Preliminary pharmacogenomic studies suggest that CYP2B6 slow metabolizers may achieve higher ketamine and lower HNK levels, potentially producing different efficacy and side effect profiles compared to extensive metabolizers. However, prospective clinical studies linking CYP2B6 genotype to treatment outcomes are limited.
Glutamate System Genes
Polymorphisms in genes encoding NMDA receptor subunits (GRIN2A, GRIN2B), AMPA receptor subunits (GRIA1), and the glutamate transporter (SLC1A2) have been investigated as candidates for pharmacogenomic prediction. A GRIN2B polymorphism (rs1805502) was associated with differential ketamine response in a study by Niciu et al. (2014), though replication has been limited. Genome-wide association studies (GWAS) specifically designed for ketamine pharmacogenomics are needed but have not yet been completed due to the relatively small sample sizes available.
Electrophysiological Biomarkers
EEG-Based Prediction
Electroencephalography (EEG) offers a practical, scalable approach to biomarker assessment that could be implemented in routine clinical settings. Several EEG features have shown promise as ketamine response predictors.
Baseline theta-band power over frontal electrodes, reflecting anterior cingulate cortex activity, has been associated with subsequent treatment response. Patients with greater pre-treatment frontal theta activity showed larger antidepressant responses to ketamine in studies by Cornwell et al. (2012) and Nugent et al. (2019). Gamma-band oscillation changes during ketamine infusion have also been investigated as early response markers.

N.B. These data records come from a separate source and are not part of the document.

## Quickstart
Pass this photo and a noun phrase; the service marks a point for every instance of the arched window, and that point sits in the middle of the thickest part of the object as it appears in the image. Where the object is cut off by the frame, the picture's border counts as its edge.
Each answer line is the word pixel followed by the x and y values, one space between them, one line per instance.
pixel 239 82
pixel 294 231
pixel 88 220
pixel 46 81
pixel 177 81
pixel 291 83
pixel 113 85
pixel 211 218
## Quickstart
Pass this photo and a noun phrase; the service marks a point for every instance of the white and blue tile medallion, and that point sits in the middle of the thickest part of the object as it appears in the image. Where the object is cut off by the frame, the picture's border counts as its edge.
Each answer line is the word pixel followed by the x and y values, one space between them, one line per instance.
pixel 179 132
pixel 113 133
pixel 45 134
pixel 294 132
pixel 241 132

Sleep EEG parameters, particularly slow-wave activity during non-rapid eye movement sleep, have been explored as both predictors and early markers of ketamine response. Ketamine's effects on sleep architecture, including enhancement of slow-wave sleep in some studies, may reflect synaptic potentiation processes that correlate with clinical improvement.

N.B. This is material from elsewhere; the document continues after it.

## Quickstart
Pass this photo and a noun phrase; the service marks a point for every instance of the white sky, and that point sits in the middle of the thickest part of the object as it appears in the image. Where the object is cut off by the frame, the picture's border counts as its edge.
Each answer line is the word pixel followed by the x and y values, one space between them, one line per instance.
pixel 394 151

Loudness Dependence of Auditory Evoked Potentials
The loudness dependence of auditory evoked potentials (LDAEP), an electrophysiological measure reflecting central serotonergic tone, has been investigated as a predictor of antidepressant response across medication classes. Preliminary data suggest that LDAEP may also predict ketamine response, though the evidence base is limited to small studies requiring replication.
Toward Multi-Marker Prediction Models
The most promising direction in ketamine biomarker research involves combining multiple markers into integrated prediction models. No single biomarker has achieved sufficient predictive performance for clinical use, but multi-modal approaches incorporating inflammatory markers, clinical features (depression severity, number of failed medication trials, anxiety comorbidity), genetic data, and neuroimaging or EEG features may achieve clinically meaningful prediction accuracy.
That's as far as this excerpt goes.